The elevator jerked to a halt. My heart lept, please no. The lights flickered back on and then complete darkness. Mild waves of panic swept over me as I fumbled around the panels looking for an emergency phone. Finding familiar shapes, minus the sense of sight was a strange feeling. I lifted the reciever only to be dissapointed by a dead phone. I slithered along the wall, dropping to the floor, huddled in the corner. At a loss of where to begin, and attempting to find a place of Zen. Being out of control is totally against my nature. But I looked it in the same light as climbing. The challenge to control the mind when out of the comfort zone. Ah, the ever detested little mechanical gadget that keeps me accessible to the world, and them to me, was in my pocket, my cell phone. I dialed David, one of my fellow course mates at the Banff Centre, and told him with a wabbly calm that I was stuck in the elevator in the power outage. His sympathy, derived from years of exeprience with a claustrophobic wife, was instant. No, I'm not claustrophobic, I think I'll be ok. Call me back if you don't get out in a little bit.
I sat in the dark, relishing the contact that I had through my cell phone. I started texting Max, my boyfriend, seeking a little more reassurance. I saw it as a little mountain of Zen to try to keep my calm. Just then I realized a few things. We spend almost NO time absent of stimulation, in the dark, or just with our thoughts. Hmm I need to start meditating was my frist thought. This space is really uncomfortable, being helpless, out of control, and completely in solitude in the dark. I thought I saw a sliver of light which was a relief because those urban legends, like air tight elevators, began to seep into my head. The light turned out just to be my cell phone. Images of James Bond breaking through the roof pannel to save me from suffocated made me smile a little. I laid my cell phone open in the middle of the floor to cast a little light in the room. What if I have to go to the bathroom, and I am in here for hours? Then they open it and I have soiled myself. Deja Vu from being 8 years old locked in the bathroom at the library or in the closet at my house attempted to consume me. The irrational imagination is an amazing thing. Rational fear, I have found from experience, is a much calmer state. When I was avalanched in a serac fall, or when I fell 60 feet hitting the ground without a rope ice climbing. Those things were calm and rational. This thought process was far from that.
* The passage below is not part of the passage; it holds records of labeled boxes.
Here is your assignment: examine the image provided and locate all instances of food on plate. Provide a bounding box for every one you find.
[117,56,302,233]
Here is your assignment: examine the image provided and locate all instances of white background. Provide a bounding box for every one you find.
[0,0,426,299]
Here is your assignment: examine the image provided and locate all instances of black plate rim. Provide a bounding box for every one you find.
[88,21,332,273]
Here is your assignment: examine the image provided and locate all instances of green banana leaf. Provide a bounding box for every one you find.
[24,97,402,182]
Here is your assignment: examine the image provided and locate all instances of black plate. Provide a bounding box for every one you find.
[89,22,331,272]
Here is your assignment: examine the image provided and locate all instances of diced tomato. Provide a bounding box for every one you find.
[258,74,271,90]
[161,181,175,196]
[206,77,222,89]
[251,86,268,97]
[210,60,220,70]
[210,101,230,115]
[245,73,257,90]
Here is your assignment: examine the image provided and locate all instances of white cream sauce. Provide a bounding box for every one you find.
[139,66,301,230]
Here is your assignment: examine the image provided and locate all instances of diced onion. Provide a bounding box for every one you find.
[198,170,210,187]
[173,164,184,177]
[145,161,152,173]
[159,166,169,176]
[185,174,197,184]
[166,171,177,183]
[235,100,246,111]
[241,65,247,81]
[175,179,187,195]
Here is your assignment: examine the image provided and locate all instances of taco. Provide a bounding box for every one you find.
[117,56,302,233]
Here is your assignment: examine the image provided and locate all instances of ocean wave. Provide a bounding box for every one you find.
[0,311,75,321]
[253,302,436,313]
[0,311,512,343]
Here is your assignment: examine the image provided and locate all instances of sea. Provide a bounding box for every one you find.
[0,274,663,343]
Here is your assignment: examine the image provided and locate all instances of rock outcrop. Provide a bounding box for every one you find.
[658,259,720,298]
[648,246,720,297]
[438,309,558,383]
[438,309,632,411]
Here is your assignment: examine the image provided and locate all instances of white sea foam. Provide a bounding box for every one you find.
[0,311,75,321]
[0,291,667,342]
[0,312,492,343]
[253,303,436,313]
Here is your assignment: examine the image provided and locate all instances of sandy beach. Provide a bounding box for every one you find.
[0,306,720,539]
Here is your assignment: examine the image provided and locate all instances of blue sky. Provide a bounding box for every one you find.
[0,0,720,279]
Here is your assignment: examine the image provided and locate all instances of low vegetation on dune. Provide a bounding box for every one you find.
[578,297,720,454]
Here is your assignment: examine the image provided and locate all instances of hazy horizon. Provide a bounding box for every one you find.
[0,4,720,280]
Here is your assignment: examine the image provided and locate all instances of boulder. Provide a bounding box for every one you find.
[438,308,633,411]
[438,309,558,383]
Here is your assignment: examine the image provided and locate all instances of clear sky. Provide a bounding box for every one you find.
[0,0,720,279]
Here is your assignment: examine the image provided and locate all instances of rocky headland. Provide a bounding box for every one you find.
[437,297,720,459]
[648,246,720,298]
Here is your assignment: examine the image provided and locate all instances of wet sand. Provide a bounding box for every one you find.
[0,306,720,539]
Maybe I better call someone I thought. So I called the switchboard, which was of course totally jammed with questions and complaints about the power outage. After 10 minutes on hold and rediculous surcharges from my out of country cell phone I thought, maybe i'll try the emergency phone again.
I called the emergency center who immediately dispached a handful of security crew and maintenance workers to save the day. Upon arrival the man yelled to me
"Are you ok?"
"Yes, I'm fine."
"Ok, don't panic."
Hmm I thought, now I surely won't panic, thanks for the support.
The task at hand seemed as intense as neuroscience and quantum physics making me laugh. But also realizing that I was comforted by the fact that there were others around, and that they knew I was here.
The power switched back on soon after a screw driver pried it's way between the door and the wall attempting to open the door manually. I floated up to the 6th floor and got out, deciding to walk back down to the lobby.
It is funny how these little moments teach us about ourselves, our fears and our weaknesses.